Further on, suspension may affect the price adversely, the SEC would sort to such an initiative only when it believes that the public may be making investment decisions based on lack of information or false/misleading information. A suspension may also prevent potential investors from being victimized by a fraud. 
It is well established that the investor is the ultimate benefactor of these initiatives. Nevertheless, correct investor psychology and appropriate decision-making are salient features required in effective enforcement. Hence, it is timely to evaluate investor perception on the subject matter.
Be vigilant 
If trading halts and suspensions are to be effective it is important for investors to adopt a vigilant approach. Check for reliable information and don’t be too quick to act in the market. At times it is better to miss an opportunity than regret afterwards. 
 

Opportunity to assimilate new information
Trading halts create an opportunity for investors to digest new company information. It is imposed before companies notify the Exchange about any corporate developments that could affect trading activity in the stock. Investors should infer into the reasons for such a halt. 
Perhaps the piece of information might refer to the financial health of the company (major corporate transactions like restructurings or mergers, significant positive or negative information about its products, changes in the management and legal or regulatory developments that affect the company’s ability to conduct business). It is important to make calculated decisions. 
 

Adequate research
Always research a company before buying/selling the stock, especially following a trading halt.  Consider the company’s finances, organisation and business prospects prior to engaging in transactions. You could obtain information from the CSE/SEC website, the SEC directives, etc. It is also advised to be watchful when accepting information disseminated in social media/blogs.
 

Be an unconvinced investor
Investors should bear in mind that these enforcement initiatives (specially trading halt) do not necessary mean that it would hold an adverse impact.
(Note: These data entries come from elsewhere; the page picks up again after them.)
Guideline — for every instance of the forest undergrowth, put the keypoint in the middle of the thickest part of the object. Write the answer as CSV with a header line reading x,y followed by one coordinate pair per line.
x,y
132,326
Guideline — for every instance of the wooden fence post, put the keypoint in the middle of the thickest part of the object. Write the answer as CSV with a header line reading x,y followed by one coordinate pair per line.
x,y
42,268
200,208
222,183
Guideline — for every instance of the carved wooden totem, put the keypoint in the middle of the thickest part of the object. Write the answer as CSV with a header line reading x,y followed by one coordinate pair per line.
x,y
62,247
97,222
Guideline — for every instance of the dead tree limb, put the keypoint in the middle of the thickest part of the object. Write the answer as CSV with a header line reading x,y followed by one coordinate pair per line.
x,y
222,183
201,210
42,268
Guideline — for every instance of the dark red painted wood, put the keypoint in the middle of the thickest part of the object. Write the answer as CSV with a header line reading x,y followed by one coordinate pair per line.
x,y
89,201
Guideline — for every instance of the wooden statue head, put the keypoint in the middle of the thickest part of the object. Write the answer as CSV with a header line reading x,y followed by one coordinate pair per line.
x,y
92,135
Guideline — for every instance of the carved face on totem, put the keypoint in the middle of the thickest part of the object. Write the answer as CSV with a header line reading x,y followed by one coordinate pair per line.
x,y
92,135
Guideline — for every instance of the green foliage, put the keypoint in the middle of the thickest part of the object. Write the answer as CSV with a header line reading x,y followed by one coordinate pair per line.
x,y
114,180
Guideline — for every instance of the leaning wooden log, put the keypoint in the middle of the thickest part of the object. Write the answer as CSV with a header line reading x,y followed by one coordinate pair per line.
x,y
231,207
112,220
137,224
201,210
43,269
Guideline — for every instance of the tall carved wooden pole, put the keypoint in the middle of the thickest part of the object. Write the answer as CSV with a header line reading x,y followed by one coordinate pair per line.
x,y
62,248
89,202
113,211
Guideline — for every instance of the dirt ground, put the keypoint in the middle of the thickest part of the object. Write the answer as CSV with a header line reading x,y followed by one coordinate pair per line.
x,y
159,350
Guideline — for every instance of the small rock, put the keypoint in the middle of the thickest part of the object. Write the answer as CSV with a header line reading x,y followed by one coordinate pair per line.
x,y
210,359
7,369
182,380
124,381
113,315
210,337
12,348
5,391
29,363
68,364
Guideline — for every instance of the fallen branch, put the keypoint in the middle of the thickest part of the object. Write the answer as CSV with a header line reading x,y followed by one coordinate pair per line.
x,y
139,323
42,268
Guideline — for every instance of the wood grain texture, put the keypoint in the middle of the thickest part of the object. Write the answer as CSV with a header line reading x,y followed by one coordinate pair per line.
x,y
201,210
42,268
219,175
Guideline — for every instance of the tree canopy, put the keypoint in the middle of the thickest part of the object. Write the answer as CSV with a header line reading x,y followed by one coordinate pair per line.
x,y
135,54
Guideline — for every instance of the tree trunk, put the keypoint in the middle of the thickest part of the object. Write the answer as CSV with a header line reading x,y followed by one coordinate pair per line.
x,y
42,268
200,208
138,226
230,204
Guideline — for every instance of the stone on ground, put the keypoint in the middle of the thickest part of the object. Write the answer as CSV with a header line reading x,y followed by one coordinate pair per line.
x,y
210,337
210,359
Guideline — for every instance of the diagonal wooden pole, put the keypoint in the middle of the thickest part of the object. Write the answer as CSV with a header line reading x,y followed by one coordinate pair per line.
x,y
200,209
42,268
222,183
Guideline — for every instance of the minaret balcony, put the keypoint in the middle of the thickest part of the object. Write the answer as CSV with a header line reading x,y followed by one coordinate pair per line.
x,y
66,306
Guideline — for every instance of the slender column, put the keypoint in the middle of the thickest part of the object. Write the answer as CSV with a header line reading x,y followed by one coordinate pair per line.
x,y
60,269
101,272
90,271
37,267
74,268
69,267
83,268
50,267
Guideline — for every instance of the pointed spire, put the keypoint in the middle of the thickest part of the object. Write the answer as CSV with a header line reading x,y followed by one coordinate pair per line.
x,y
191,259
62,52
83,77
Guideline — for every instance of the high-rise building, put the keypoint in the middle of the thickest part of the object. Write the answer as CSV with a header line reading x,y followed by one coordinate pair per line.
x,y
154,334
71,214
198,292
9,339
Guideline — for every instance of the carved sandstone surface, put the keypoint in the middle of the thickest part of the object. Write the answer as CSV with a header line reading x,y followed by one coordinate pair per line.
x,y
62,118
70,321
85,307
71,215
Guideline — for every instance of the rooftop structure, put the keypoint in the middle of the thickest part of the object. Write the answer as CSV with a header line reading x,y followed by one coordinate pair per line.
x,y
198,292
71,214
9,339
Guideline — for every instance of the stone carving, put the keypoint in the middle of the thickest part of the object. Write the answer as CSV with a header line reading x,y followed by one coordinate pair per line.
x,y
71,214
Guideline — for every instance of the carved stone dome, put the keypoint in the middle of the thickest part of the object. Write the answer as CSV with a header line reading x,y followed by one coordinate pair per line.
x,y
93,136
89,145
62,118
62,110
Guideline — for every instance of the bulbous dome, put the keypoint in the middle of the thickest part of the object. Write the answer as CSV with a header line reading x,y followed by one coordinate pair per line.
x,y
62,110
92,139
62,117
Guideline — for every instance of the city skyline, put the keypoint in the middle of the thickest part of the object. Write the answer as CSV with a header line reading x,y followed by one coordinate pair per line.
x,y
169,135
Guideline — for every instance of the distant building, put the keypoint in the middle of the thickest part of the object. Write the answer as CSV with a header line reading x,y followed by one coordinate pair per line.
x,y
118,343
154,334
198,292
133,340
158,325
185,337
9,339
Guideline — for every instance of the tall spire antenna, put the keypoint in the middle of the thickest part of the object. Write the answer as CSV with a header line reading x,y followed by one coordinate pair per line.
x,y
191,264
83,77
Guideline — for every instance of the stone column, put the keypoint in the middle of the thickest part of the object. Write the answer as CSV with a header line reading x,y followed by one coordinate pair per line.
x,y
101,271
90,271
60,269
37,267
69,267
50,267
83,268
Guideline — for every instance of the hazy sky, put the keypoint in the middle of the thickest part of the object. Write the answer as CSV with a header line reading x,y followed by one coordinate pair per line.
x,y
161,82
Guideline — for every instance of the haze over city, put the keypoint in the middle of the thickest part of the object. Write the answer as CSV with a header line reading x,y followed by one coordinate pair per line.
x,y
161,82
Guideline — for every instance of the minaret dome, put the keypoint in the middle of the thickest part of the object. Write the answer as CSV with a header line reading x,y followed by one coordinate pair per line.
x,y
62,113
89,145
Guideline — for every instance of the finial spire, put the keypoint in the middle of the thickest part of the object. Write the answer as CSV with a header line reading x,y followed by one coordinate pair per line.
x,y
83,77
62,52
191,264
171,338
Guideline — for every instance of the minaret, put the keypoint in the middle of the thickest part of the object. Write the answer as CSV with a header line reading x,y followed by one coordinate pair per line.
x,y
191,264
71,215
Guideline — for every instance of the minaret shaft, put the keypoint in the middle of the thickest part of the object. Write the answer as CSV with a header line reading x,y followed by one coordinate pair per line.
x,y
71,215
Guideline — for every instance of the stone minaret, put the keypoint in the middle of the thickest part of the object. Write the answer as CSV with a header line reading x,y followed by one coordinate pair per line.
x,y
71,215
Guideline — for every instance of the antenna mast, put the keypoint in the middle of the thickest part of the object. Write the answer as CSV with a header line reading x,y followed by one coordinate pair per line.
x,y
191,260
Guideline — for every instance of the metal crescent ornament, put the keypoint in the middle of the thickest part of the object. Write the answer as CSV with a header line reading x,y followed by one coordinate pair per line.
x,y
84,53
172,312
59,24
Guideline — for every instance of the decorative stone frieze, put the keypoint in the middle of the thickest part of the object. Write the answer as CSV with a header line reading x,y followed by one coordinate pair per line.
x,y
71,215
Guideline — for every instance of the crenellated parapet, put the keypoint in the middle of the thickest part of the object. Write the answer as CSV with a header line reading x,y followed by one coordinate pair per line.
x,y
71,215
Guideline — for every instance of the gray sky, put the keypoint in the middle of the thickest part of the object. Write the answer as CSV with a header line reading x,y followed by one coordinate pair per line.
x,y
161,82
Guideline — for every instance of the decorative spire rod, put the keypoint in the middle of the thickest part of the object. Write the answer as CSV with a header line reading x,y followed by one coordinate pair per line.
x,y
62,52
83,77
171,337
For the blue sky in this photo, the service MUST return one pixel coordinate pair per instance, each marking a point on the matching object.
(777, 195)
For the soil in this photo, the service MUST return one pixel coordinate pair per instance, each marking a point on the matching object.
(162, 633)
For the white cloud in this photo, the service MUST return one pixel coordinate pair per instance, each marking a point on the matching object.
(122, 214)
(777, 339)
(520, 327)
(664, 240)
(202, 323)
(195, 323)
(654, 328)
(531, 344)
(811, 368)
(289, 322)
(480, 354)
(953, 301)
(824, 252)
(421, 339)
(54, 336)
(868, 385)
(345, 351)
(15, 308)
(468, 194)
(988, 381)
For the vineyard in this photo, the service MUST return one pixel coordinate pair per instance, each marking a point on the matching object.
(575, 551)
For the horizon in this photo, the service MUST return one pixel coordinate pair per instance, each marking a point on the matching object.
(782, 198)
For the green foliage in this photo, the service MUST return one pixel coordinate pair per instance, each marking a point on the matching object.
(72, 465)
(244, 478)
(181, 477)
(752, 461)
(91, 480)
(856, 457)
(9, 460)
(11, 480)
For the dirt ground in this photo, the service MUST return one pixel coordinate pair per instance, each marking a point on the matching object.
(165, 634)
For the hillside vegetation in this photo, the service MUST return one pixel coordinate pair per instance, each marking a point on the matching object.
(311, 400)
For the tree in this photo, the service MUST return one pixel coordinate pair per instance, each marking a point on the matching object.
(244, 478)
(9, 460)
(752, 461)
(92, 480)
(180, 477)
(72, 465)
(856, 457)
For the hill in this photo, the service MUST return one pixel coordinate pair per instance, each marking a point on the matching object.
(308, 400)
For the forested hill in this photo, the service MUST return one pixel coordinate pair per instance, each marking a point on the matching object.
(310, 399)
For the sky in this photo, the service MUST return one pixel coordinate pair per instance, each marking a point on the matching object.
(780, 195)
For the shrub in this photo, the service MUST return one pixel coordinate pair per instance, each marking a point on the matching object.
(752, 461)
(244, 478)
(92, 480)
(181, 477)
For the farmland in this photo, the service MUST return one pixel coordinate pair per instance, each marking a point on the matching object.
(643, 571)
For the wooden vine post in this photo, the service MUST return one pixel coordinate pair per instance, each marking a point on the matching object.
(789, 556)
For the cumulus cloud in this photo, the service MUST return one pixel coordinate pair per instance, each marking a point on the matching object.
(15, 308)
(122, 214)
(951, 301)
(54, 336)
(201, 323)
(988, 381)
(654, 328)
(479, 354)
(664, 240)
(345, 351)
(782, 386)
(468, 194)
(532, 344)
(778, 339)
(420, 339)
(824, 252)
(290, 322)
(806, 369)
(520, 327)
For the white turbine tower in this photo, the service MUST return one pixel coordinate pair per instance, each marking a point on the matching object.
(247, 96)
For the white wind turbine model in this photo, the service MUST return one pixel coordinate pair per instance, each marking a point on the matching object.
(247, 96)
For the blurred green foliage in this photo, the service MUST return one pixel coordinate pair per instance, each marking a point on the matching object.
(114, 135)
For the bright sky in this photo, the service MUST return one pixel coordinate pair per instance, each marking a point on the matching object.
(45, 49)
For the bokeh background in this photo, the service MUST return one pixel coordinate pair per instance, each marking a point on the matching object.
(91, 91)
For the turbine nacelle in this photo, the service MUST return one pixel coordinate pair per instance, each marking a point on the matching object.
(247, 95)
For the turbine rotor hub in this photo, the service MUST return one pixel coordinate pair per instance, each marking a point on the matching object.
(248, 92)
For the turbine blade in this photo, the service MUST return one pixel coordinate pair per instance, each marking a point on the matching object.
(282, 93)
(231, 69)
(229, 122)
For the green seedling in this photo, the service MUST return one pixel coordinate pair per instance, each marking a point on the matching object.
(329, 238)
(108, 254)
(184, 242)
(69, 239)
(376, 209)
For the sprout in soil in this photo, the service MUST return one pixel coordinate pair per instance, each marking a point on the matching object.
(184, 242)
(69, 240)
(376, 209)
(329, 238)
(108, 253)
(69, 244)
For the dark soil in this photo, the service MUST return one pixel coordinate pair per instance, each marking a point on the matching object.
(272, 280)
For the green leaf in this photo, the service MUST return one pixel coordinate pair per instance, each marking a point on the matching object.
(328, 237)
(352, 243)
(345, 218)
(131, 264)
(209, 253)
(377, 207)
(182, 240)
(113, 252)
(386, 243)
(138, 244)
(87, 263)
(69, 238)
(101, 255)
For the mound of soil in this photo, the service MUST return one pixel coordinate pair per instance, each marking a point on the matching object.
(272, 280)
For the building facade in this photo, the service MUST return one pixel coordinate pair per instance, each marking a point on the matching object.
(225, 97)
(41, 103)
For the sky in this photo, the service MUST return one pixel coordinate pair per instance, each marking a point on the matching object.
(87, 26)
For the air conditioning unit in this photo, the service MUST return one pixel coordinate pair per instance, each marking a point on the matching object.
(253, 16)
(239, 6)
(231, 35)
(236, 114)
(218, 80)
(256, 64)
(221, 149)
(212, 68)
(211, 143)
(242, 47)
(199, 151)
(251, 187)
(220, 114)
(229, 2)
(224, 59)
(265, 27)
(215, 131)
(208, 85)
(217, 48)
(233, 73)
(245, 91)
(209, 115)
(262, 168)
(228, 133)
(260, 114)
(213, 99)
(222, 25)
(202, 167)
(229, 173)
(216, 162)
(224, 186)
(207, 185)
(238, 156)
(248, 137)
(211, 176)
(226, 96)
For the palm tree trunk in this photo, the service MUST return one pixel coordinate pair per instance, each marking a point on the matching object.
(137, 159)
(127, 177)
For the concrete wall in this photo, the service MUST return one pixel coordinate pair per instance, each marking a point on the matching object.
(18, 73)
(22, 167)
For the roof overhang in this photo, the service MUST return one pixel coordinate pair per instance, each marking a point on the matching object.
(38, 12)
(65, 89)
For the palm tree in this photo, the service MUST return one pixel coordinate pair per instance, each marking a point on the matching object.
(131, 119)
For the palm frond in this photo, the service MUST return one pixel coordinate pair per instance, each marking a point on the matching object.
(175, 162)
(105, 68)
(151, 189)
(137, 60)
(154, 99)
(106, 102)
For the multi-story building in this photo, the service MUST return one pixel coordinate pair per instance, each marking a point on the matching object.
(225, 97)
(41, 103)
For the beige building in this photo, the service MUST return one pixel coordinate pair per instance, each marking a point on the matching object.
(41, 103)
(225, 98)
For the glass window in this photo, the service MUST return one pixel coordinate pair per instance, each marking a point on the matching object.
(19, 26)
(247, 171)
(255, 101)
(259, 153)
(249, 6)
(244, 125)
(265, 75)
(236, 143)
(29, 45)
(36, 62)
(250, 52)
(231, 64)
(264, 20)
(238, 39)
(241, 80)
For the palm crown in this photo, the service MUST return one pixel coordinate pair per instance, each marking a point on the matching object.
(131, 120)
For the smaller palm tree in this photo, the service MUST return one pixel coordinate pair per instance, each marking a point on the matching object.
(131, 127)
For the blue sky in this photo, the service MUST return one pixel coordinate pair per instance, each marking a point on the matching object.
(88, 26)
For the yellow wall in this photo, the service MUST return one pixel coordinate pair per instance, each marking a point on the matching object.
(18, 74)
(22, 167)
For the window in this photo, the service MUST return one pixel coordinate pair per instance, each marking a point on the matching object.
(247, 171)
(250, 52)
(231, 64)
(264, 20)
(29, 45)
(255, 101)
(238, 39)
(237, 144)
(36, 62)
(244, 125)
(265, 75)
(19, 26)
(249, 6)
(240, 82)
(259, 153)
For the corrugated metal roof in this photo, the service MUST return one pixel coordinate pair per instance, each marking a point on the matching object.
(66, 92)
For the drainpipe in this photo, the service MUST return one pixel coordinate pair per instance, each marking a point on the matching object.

At times it might be imposed prior to issuing annual reports. On the other hand, it might be to clarify certain information. Hence, what is most important is to be sceptical. Don’t make your judgments until you critically evaluate the situation.
 

Reverse investor psychology 
Even though investors are expected to be vigilant when trading halts/suspensions are imposed, certain individuals fail to adopt such a precautionary approach. This is manifested when certain individuals attempt to promote a company (subjected to trading halt) that is faced with some regulatory issues. It could be suggested that they are reluctant to give due consideration to the observations made by the SEC. Figure 4 is an extract of a blog that promoted a stock without sufficient reasoning. The recommendations were rather abrupt.  
It is of paramount importance to bear in mind that effectiveness of these enforcement actions are interlinked with investor behaviour. Thus, it is vital for investors to make calculated decisions and thereby be actively involved in the growth story of the local equity market.